The fourth locality of heightened danger is situated in the north of Tenerife. This region – which encompasses San Juan de la Rambla, Los Realejos, La Orotava, and Puerto de la Cruz – has experienced only five eruptions in the last 6,000 years; nevertheless, the lavas emerging from this area can cause extensive destruction particularly associated with their “massive and exceedingly slow flows” that do not adhere to the topography.
A prediction that is impossible
Tenerife has become a subject of discussion following detection of “anomalous” activity by the National Geographic Institute (IGN) and the Volcanological Institute of the Canary Islands (Involcan) in the heart of the island. They explained that since 2016 there has been a rise in seismic activity and a shift in gas emissions. In 2023, these two precursors were accompanied by a slight land deformation, measuring just one centimetre. Such a small change that detection systems can barely register it. Notwithstanding this news, scientists have excluded the possibility of a short- or medium-term eruption occurring.

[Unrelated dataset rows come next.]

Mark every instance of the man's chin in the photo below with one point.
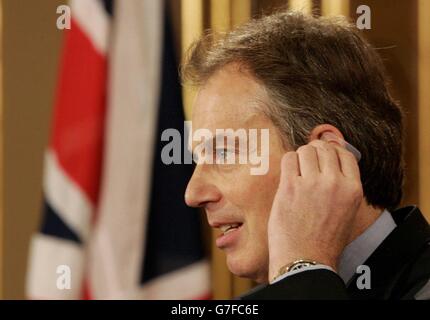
(245, 268)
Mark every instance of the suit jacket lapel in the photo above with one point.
(394, 255)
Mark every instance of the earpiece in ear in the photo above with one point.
(329, 136)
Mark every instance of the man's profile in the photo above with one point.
(307, 225)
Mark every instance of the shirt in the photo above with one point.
(358, 251)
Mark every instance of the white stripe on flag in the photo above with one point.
(47, 253)
(66, 198)
(135, 69)
(94, 21)
(190, 282)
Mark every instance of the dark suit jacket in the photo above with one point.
(400, 268)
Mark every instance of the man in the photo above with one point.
(318, 224)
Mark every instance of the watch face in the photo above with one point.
(300, 265)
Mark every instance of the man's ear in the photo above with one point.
(318, 132)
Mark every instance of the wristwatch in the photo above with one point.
(296, 265)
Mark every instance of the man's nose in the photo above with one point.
(199, 191)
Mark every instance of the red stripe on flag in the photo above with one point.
(79, 112)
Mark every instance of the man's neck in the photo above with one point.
(366, 216)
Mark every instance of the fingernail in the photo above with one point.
(331, 137)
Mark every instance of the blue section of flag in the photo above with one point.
(53, 225)
(174, 238)
(109, 6)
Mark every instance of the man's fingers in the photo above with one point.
(289, 166)
(329, 161)
(348, 163)
(335, 158)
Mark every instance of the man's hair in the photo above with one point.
(316, 71)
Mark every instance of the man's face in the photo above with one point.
(229, 193)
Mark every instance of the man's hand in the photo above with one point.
(315, 206)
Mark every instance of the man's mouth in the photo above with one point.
(229, 227)
(230, 235)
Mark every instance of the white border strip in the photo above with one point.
(66, 197)
(94, 21)
(190, 282)
(46, 254)
(134, 86)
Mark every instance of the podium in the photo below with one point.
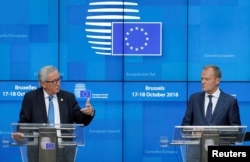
(48, 142)
(196, 139)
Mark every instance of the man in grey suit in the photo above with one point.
(224, 107)
(35, 108)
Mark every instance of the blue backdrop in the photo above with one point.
(139, 94)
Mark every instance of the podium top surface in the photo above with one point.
(193, 134)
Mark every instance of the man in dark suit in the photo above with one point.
(224, 107)
(35, 107)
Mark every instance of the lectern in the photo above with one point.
(203, 136)
(44, 142)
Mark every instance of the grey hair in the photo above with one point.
(44, 72)
(216, 69)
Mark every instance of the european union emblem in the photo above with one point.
(50, 146)
(137, 38)
(85, 94)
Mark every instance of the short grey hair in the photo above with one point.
(45, 71)
(216, 69)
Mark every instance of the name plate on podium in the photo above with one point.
(228, 153)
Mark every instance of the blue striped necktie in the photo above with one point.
(209, 109)
(51, 116)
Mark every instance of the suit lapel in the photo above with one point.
(41, 104)
(218, 106)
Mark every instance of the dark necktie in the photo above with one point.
(51, 110)
(209, 109)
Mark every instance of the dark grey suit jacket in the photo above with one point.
(33, 108)
(225, 113)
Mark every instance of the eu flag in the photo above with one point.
(136, 38)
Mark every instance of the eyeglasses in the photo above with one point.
(54, 81)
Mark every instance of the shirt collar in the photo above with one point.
(215, 94)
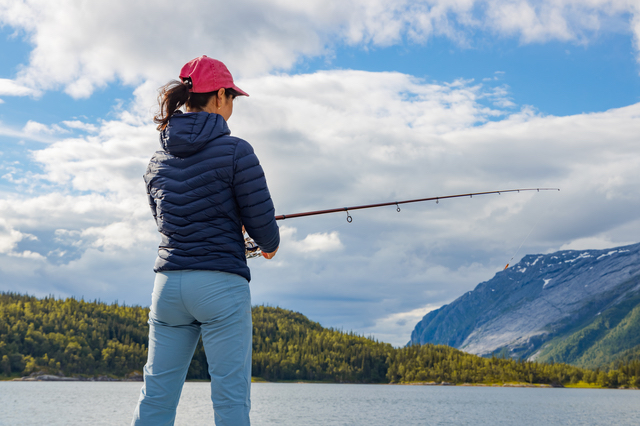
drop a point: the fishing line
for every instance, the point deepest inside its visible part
(252, 249)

While they can – and must – carry out this type of hazard and intrinsic risk assessment concerning volcanic phenomena on an island with active volcanism, pinpointing with certainty what is set to occur in the coming years in Tenerife is nearly unfeasible. “We only possess 20 or 25 years of seismic records for the island; the situation is intricate “An eruption on the island has never been monitored,” they reiterate.

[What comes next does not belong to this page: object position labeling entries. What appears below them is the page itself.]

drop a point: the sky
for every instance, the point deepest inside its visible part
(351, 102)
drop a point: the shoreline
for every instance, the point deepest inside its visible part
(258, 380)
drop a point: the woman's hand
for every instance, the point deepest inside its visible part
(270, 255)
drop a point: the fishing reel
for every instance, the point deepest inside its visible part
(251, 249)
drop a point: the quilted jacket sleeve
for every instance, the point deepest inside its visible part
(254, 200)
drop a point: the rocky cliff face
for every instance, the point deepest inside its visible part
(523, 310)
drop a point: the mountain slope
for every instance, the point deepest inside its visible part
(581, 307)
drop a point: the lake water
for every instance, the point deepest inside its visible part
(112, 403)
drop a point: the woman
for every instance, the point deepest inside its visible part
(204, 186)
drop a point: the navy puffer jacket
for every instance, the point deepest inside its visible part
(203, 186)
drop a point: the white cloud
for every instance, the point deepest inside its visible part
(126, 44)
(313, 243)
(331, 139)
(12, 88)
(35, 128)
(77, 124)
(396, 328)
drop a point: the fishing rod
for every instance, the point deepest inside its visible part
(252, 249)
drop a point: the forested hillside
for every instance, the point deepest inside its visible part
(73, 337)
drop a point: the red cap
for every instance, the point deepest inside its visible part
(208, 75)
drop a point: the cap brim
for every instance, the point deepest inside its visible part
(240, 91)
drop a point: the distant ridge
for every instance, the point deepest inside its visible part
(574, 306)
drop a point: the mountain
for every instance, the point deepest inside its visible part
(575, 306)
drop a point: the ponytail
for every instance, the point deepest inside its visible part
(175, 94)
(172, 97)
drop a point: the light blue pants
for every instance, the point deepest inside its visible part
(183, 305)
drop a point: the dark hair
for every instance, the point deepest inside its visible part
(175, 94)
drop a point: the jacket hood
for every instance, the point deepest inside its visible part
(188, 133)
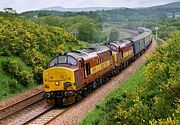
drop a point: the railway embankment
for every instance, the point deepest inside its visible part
(149, 96)
(79, 111)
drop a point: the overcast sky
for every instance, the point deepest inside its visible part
(24, 5)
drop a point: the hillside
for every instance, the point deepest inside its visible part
(171, 10)
(25, 50)
(59, 8)
(169, 5)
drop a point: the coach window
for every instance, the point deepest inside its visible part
(122, 53)
(114, 48)
(88, 70)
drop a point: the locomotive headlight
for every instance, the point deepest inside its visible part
(57, 83)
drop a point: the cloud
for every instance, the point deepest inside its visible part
(24, 5)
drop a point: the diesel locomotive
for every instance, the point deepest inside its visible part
(74, 74)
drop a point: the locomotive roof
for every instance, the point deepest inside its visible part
(120, 43)
(140, 36)
(87, 52)
(143, 29)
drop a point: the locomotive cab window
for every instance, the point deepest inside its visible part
(63, 60)
(88, 69)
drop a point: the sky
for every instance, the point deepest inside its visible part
(26, 5)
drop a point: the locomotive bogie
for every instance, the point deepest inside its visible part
(73, 75)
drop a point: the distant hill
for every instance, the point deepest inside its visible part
(62, 9)
(169, 5)
(59, 8)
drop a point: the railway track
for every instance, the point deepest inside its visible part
(11, 111)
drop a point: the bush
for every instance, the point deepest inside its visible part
(15, 70)
(157, 101)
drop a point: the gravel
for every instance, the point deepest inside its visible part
(79, 111)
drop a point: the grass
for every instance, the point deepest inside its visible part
(7, 82)
(101, 112)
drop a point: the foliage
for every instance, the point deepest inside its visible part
(104, 113)
(33, 44)
(155, 101)
(158, 99)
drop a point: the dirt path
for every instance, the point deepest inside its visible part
(79, 111)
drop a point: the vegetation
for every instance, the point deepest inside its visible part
(155, 101)
(25, 50)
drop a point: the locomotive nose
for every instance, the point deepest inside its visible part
(58, 78)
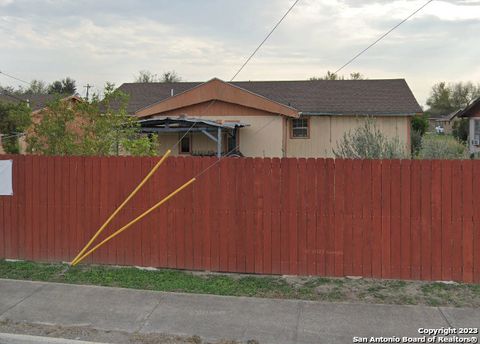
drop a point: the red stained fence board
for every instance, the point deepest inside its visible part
(374, 218)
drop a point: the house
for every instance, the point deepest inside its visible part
(37, 103)
(268, 118)
(472, 112)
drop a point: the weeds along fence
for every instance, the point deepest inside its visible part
(374, 218)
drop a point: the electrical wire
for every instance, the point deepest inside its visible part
(240, 69)
(382, 37)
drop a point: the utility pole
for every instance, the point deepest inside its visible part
(88, 87)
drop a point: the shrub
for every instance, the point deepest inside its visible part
(368, 142)
(442, 147)
(420, 124)
(416, 141)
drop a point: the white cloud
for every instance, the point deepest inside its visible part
(95, 41)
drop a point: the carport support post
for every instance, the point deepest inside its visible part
(219, 142)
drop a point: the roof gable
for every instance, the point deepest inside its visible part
(216, 89)
(330, 97)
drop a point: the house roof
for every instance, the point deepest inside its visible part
(314, 97)
(217, 89)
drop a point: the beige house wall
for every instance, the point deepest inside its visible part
(326, 131)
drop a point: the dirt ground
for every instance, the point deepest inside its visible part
(114, 337)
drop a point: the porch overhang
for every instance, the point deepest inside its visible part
(182, 124)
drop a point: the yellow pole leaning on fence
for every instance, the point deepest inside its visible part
(134, 221)
(134, 192)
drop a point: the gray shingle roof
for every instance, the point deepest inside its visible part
(360, 97)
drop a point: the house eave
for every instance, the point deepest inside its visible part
(383, 114)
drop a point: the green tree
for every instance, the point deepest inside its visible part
(460, 130)
(65, 86)
(169, 77)
(334, 76)
(146, 76)
(109, 130)
(368, 142)
(420, 124)
(101, 127)
(445, 98)
(54, 134)
(442, 147)
(36, 87)
(14, 120)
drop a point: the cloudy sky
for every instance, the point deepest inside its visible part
(94, 41)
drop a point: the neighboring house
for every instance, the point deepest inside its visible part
(269, 118)
(37, 103)
(445, 121)
(472, 112)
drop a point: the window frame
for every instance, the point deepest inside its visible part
(292, 136)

Tenerife features a complex and unique volcanic system, making any data-driven predictions all the more challenging. The island consists of a substantial volcanic complex that elevates over 7,000 metres from the ocean floor. It comprises ancient volcanic massifs (Teno, Anaga, and Adeje), active volcanic ridges (Ten and Hope), external explosive volcanoes (Montaña de Guaza, Caldera del Rey, and Montaña Pelada), fields of recent volcanoes (Granadilla or Scratch), and ultimately at the island’s summit, the stratovolcano Teide-Pico Viejo. “We possess a mixed system characterised by basaltic and monogenic eruptions like Tajogaite, coastal, explosive dynamics, and others with distinct processes within the Viejo Teide-Pico system, which maintains its magmatic chamber,” explains the volcanologist.
As if that were not sufficient, there is no volcanically active island worldwide that has a similar situation. “We are unaware of any location in the world with eruptive processes that has recently erupted,” Domínguez notes, emphasising that consequently, evaluating whether the data collected since 2016 will culminate in an eruption remains uncertain.” All these challenges render predicting where and when a new eruption may occur not only complicated but, in Domínguez’s view, “it indicates a lack of sense.”
In any case, Tenerife stands as one of the most closely monitored volcanic regions in Europe. The island houses 25 seismic stations operated by the IGN, along with 15 GNSS stations (to monitor land deformation), eight continuous gas measurement units, supplemented by data accrued from periodic water and fumarole sampling at Teide, as well as satellite data gathered weekly to assess deformation. Furthermore, the IGB is set to enhance the network of inclinometers that began installation in the area three years ago. “We are now introducing some underground to avoid interference from the summit temperatures,” reveals Domínguez.